To elucidate the genetic mechanism of flowering in wheat, we performed expression, mutant and transgenic studies of flowering-time genes. A diurnal expression analysis revealed that a flowering activator VRN1, an APETALA1/FRUITFULL homolog in wheat, was expressed in a rhythmic manner in leaves under both long-day (LD) and short-day (SD) conditions. Under LD conditions, the upregulation of VRN1 during the light period was followed by the accumulation of FLOWERING LOCUS T (FT) transcripts. Furthermore, FT was not expressed in a maintained vegetative phase (mvp) mutant of einkorn wheat (Triticum monococcum), which has null alleles of VRN1, and never transits from the vegetative to the reproductive phase. These results suggest that VRN1 is upstream of FT and upregulates the FT expression under LD conditions. The overexpression of FT in a transgenic bread wheat (Triticum aestivum) caused extremely early heading with the upregulation of VRN1 and the downregulation of VRN2, a putative repressor gene of VRN1. These results suggest that in the transgenic plant, FT suppresses VRN2 expression, leading to an increase in VRN1 expression.

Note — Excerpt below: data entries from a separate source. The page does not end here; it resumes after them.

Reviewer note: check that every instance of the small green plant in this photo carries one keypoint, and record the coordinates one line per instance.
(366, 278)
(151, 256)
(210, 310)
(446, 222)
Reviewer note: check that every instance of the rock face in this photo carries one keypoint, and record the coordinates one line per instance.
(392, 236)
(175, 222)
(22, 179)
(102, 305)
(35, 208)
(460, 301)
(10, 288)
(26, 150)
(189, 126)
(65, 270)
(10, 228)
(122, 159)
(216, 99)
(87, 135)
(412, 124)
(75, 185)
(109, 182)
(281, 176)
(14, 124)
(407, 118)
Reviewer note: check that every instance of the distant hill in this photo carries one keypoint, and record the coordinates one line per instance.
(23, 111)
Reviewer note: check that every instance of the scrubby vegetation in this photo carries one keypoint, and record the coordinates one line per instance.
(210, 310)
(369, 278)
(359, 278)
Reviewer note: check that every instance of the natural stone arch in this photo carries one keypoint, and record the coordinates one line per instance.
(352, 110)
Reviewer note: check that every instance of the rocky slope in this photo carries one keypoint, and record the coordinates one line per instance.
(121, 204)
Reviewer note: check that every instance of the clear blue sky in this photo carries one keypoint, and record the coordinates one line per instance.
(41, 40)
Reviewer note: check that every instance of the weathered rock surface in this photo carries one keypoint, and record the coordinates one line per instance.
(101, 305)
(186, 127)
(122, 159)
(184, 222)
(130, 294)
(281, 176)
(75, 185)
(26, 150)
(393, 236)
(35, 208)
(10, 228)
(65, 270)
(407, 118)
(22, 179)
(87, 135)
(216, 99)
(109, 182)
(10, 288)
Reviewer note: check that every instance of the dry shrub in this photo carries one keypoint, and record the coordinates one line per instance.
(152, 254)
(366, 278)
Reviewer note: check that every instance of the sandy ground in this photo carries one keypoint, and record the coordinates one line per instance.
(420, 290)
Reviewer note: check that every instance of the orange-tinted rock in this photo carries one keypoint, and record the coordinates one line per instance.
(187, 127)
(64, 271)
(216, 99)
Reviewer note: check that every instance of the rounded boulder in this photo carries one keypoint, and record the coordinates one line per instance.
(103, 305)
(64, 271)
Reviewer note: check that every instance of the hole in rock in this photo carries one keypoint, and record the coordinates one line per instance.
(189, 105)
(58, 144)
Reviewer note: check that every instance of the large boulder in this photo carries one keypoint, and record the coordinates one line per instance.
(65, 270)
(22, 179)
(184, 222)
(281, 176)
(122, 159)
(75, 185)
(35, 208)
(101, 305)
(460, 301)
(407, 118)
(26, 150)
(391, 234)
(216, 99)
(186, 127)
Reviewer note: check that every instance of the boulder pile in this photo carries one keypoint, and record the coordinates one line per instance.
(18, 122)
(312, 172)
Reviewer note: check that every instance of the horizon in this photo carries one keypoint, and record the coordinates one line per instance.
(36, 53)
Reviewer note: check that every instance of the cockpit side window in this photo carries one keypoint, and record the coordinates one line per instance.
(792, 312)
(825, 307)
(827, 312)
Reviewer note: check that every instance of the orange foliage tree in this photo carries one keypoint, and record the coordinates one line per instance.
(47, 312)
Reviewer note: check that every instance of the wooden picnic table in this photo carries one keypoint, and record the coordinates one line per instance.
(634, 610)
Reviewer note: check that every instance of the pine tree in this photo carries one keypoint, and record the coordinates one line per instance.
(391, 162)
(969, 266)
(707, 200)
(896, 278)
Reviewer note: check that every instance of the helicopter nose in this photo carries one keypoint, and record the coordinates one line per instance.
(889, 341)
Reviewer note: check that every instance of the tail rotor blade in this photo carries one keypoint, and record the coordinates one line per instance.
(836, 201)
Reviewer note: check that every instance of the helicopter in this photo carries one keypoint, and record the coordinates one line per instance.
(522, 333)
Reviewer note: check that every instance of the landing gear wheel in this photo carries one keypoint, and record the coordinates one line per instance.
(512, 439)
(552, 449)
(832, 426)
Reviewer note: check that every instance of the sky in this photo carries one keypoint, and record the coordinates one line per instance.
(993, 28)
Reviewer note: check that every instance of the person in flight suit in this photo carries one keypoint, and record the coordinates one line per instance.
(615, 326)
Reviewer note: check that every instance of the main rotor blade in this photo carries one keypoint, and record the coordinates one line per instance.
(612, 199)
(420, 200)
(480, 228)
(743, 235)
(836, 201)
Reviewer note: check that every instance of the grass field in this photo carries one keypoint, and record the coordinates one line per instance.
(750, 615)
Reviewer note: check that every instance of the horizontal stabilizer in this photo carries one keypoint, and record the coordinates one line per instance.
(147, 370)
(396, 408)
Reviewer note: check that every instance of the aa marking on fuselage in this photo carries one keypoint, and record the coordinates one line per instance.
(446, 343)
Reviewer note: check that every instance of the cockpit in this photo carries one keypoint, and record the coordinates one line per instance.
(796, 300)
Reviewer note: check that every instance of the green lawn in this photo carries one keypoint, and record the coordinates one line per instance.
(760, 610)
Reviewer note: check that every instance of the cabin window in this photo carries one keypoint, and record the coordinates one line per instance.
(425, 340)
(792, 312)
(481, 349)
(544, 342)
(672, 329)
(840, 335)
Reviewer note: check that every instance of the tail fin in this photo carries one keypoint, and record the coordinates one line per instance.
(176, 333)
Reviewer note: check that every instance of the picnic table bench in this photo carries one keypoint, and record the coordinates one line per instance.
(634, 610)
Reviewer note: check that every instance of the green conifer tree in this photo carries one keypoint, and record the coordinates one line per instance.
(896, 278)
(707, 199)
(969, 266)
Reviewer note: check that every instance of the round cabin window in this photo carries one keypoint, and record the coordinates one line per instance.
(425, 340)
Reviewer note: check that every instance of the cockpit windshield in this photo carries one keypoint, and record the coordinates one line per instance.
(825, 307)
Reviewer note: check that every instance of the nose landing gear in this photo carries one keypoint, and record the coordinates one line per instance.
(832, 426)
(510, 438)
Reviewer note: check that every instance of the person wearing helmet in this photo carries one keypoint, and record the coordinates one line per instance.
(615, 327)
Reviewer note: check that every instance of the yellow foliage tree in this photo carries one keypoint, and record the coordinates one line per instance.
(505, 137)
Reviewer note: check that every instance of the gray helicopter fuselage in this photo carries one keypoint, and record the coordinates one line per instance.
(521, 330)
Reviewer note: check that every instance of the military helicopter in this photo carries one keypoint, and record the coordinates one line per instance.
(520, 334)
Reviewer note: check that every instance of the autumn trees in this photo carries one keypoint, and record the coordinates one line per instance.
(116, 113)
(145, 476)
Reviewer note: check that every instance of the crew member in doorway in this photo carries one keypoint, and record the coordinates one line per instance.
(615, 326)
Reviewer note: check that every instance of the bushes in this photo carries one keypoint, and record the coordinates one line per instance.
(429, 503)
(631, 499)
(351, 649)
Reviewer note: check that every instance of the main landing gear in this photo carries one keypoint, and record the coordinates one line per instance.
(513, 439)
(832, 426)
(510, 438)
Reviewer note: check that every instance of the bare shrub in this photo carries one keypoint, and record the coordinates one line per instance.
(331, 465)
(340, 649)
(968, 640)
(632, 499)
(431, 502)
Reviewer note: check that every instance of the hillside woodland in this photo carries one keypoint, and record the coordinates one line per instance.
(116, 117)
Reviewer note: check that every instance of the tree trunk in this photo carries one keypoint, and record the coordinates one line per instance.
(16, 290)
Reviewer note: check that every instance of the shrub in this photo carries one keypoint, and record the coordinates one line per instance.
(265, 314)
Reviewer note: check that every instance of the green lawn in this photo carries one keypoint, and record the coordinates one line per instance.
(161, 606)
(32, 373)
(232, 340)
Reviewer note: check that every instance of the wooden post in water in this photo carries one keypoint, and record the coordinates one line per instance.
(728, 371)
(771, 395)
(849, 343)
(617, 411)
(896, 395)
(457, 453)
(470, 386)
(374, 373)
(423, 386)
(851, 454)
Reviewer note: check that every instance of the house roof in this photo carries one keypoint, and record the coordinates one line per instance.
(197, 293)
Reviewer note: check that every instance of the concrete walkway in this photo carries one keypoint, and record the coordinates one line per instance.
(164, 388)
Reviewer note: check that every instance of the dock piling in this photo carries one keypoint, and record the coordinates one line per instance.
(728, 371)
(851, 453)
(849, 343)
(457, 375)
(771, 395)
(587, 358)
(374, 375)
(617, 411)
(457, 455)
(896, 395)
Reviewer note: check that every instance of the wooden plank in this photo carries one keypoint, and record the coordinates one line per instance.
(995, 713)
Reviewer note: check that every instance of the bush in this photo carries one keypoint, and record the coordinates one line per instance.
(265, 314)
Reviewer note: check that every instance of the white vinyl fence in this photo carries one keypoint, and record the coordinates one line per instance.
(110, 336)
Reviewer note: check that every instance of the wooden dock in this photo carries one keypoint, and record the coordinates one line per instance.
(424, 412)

Based on these results, we present a model for a genetic network of flowering-time genes in wheat leaves, in which VRN1 is upstream of FT with a positive feedback loop through VRN2. The mvp mutant has a null allele of VRN2, as well as of VRN1, because it was obtained from a spring einkorn wheat strain lacking VRN2. The fact that FT is not expressed in the mvp mutant supports the present model.

The einkorn wheat (Triticum monococcum) mutant, maintained vegetative phase, is caused by a deletion in the VRN1 gene.

The einkorn wheat (Triticum monococcum) mutant, maintained vegetative phase (mvp), was induced by nitrogen ion-beam treatment and was identified by its inability to transit from the vegetative to reproductive phase. In our previous study, we showed that WAP1 (wheat APETALA1) is a key gene in the regulatory pathway that controls phase transition from vegetative to reproductive growth in common wheat. WAP1 is an ortholog of the VRN1 gene that is responsible for vernalization insensitivity in einkorn wheat. The mvp mutation resulted from deletion of the VRN1 coding and promoter regions, demonstrating that WAP1/VRN1 is an indispensable gene for phase transition in wheat. Expression analysis of flowering-related genes in mvp plants indicated that wheat GIGANTIA (GI), CONSTANS (CO) and SUPRESSOR OF OVEREXPRESSION OF CONSTANS 1 (SOC1) genes either act upstream of or in a different pathway to WAP1/VRN1.